Lyndon LaRouche once called for politically burying Wall Street and the City of London so deep, that you wouldn’t even be able to smell the stench anymore. That burial has a name: it is called Glass-Steagall—the bankruptcy reorganization of a cancerous trans-Atlantic financial system to put the speculative assets in deep freeze, while maintaining the vital functions of commercial banks related to the population and essential physical production.

Simultaneously with that measure, Lyndon LaRouche specified in his famous Four Laws, it is necessary to establish Hamiltonian national credit systems to fund actual development; create a New Bretton Woods system to jointly promote high-productivity global infrastructure projects such as the World Land-Bridge; and foster advanced scientific research in fields such as fusion, space sciences, and optical biophysics. That argument was summarized in remarks on March 21 by his widow, Helga Zepp-LaRouche:

“You have to go for Glass-Steagall; now! Don’t wait! Don’t put it on the back burner. President Trump promised in the 2016 election campaign many times that he would implement Glass-Steagall, and now is exactly the moment to do it.

“What that means is the exact same measures like those of Franklin D. Roosevelt in 1933 must be implemented exactly like that. My late husband always stressed, ‘Don’t change a thing.’ The arguments that the markets today are more complicated and they need derivatives, he always categorically rejected that. Basically it would mean that you put a firewall between the commercial banks and the investment banks; and put the commercial banks under state protection so that they can continue to provide credit to the real economy, the small- and medium-sized firms, trade, retail, all these things which are essential for the real economy. But you separate the investment banks completely. That means the investment banks should no longer have access to the savings of the commercial banks, and they should not be bailed out through taxpayer money.

“Since some of these products are complicated, because the pension funds and other valid things which belong to the life savings of the people, in the meantime, are interwoven with the derivatives and the whole casino aspect of the financial system. This is why you have to have a pause; you have to freeze everything and then a state commission has to investigate what is valid in those assets and they have to be protected and separated. That may be complicated, but it has to be done.

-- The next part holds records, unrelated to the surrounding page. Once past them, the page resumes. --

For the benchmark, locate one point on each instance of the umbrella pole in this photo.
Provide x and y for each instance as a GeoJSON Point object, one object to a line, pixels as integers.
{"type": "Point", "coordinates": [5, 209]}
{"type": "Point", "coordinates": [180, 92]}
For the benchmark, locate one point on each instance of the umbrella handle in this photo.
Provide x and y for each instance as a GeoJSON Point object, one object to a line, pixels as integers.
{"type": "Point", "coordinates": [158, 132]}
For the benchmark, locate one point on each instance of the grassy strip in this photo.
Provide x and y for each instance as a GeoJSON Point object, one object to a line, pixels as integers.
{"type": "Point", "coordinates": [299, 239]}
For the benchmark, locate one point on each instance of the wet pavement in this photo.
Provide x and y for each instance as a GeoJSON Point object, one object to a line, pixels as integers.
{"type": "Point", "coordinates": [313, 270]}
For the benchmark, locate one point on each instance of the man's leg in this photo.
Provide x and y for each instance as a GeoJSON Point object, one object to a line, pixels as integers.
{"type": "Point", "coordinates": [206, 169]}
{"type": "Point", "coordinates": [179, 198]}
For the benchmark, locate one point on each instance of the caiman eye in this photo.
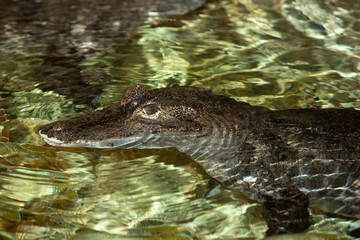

“Then, obviously, if you eliminate the investment bank part of the financial system, you won’t have enough liquidity. And this is why Mr. LaRouche said this is the moment when you have to re-establish Hamiltonian banking, you have to establish a national bank—not only in one country but practically in all countries—and then you have to connect those national banks through fixed exchange rates. You have to make long-term agreements among them for investments in well-defined projects of reconstruction; reconstruction of the health sector, protecting and rebuilding sovereignty in the agricultural area to reconstruct war-torn regions like Southwest Asia. Remedy for good the reasons why the African continent and other countries from the Southern Hemisphere are so vulnerable; which means you have to, in earnest, start industrializing these countries, the countries of Africa and countries of Latin America and Asia, and you have to help them to build infrastructure as the precondition for industrial production and the development of agriculture.

“And that way you create the conditions to create a sufficient health system in every country. All of that has to be done simultaneously, and obviously it will not go smoothly, but if you don’t go in this direction, the danger is that not only the coronavirus will come back with a vengeance, but there is absolutely nothing which will prevent the outbreak of new viruses and new diseases.

“And therefore, this is an absolute must that we correct the mistakes of the last several decades, especially the last 30 years of deregulation of the markets, of giving every right to the speculators and cutting down on the common good.”

That was Lyndon LaRouche’s policy recommendation for rooting out the cause of the problems we face.